Now that more details have emerged, we know that the sale has been tentatively approved by Shelly Sterling, who is now managing her husband and his money. The offer is somewhere around 15 times the team's annual revenue, making this sale (potentially) the largest in NBA history, and (again, potentially) making Donald Sterling's racist diatribe to his mistress actually more profitable his racist real estate grift.
Why would Steve Ballmer offer such an outrageous amount of money for a mediocre team? Should we assume that it's because ol' Steve is just itching to have himself a time? Is that it?
Does Mr. Ballmer plan on enjoying his retirement by tinkering with an ailing sports team the same way that men in other income brackets attempt to resuscitate the rusted-out hot rods and baroque luxury sedans of their fathers' eras?
Perhaps instead Steve Ballmer is offering his outrageous, over-valued, shut-up-and-close deal to the Sterling family not out of a sense of ownership but spite. It was only last year that Ballmer's reasonable, businesslike offer of $525 million for the Sacramento Kings was slapped down in favor of another wild-eyed, adrenaline driven gamble from a more determined collective of
franchise collectors businessmen.
Maybe poor Steve really wants, deep down, to make a reasonable bid. In his heart of hearts, the quiet little voice of the accountant in Steve Ballmer's head is yelling at him to be more realistic, and he's having to just stomp down on it like he's walking all the air out of a collapsed tent.
If that's so, then Ballmer's right to be doing that stomping. As Forbes first pointed out, there are a lot of reasons why he would sink money into a mid-level team right now.
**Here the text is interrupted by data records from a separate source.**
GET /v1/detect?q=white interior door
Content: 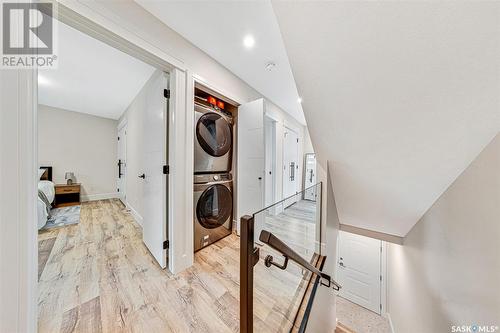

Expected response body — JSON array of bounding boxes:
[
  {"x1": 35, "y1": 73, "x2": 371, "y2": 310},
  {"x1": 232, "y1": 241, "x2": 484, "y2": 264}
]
[
  {"x1": 142, "y1": 72, "x2": 169, "y2": 268},
  {"x1": 283, "y1": 128, "x2": 299, "y2": 208},
  {"x1": 264, "y1": 117, "x2": 276, "y2": 207},
  {"x1": 117, "y1": 124, "x2": 127, "y2": 205},
  {"x1": 337, "y1": 231, "x2": 382, "y2": 314},
  {"x1": 304, "y1": 154, "x2": 316, "y2": 201},
  {"x1": 237, "y1": 99, "x2": 265, "y2": 238}
]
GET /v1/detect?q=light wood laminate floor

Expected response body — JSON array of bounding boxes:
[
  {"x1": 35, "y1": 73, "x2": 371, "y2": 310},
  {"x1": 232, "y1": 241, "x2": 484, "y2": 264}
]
[
  {"x1": 256, "y1": 200, "x2": 319, "y2": 260},
  {"x1": 38, "y1": 200, "x2": 308, "y2": 333}
]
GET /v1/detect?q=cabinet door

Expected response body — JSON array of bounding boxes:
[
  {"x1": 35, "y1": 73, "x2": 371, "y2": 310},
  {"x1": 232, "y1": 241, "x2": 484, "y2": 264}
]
[{"x1": 236, "y1": 99, "x2": 264, "y2": 238}]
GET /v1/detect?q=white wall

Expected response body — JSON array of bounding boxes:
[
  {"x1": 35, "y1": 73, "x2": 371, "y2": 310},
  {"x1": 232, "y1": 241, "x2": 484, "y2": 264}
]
[
  {"x1": 38, "y1": 105, "x2": 117, "y2": 201},
  {"x1": 388, "y1": 134, "x2": 500, "y2": 333},
  {"x1": 265, "y1": 101, "x2": 306, "y2": 201},
  {"x1": 119, "y1": 70, "x2": 166, "y2": 225},
  {"x1": 304, "y1": 127, "x2": 314, "y2": 154}
]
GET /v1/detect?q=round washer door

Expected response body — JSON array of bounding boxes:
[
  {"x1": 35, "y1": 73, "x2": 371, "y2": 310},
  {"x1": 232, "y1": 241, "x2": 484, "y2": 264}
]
[
  {"x1": 196, "y1": 112, "x2": 233, "y2": 157},
  {"x1": 196, "y1": 184, "x2": 233, "y2": 229}
]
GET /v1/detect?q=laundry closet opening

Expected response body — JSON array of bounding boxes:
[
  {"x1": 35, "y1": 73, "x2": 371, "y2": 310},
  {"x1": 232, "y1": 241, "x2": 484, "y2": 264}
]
[{"x1": 193, "y1": 84, "x2": 238, "y2": 252}]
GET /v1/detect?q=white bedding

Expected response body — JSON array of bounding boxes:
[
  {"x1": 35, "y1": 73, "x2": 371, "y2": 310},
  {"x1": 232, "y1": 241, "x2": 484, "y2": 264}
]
[{"x1": 37, "y1": 180, "x2": 56, "y2": 230}]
There's a lot of sense in a tech guy like Steve Ballmer thinking that he might monetize this kind of entertainment in new ways. After all, the technology sector has basically made trusting the future to provide new ways to monetize into a business plan.
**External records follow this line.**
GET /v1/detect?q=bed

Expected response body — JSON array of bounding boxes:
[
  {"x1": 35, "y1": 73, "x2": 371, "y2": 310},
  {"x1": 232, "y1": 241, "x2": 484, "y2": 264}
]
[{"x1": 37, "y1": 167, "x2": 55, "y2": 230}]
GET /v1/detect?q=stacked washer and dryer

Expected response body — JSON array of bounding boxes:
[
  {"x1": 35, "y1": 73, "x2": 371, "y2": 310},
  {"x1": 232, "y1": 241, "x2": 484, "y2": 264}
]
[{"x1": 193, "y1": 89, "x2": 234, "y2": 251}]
On the other hand, it was Ballmer's era of Microsoft that gave us both Windows Vista and Windows 8, so it might not be a bad idea for someone familiar with the man to wander by his mansion with a handkerchief, to wipe the stars from his eyes. In fact, given the backtracking that was done around the Xbox One's content management, it might just be a good idea for Ballmer's loved ones to have some kind of rotational support system designed to check Steve's expectations against the effects his decisions have on his customer base.
After all, $2 billion is a lot of money to throw around, especially for someone with Ballmer's legacy. Given Ballmer's high-powered leadership and willingness to bravely forge ahead in order to capture entire fractions of percentages of an unstable, fad-driven market (tablets), his tenacity is not to be doubted. It does, however, compel us to ask questions about Steve Ballmer's judgment.
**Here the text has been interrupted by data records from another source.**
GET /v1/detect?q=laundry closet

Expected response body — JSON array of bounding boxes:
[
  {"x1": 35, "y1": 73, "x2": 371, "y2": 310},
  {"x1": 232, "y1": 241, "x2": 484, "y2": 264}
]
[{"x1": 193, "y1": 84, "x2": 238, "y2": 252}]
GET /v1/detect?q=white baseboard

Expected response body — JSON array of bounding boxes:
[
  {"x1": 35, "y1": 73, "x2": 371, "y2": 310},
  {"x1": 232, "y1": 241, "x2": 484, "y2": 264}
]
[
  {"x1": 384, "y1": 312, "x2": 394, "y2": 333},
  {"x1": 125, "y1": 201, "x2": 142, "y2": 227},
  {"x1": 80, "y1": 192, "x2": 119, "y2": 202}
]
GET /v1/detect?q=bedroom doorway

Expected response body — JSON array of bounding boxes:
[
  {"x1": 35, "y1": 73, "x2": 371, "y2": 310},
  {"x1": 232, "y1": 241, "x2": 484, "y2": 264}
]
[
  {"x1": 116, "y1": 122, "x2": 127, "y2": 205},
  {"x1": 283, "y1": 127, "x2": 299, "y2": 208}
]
Ballmer is, after all, someone who survived thirty-four years of the kind of no-weekend, no vacation, 20-hour a day ride that was the personal computer market in the waning hours of the twentieth century. It's no wonder he saw the kind of maddening public relations hole that Sterling had dropped the team into as an opportunity. If that's what this is, if Steve Ballmer is buying the Clipper's as a fix-me-up, then bless his heart. If he intends to hype up this controversy in order to drive income streams derived from the secondary entertainment market by licensing out reality television deals and racist diatribe catchphrase t-shirts, then we should all shudder because one of the architects of our collective ad-driven, gossip-mongering addiction to social media just bought a controversy that's sure to generate content for the very beast Ballmer's career helped give birth to.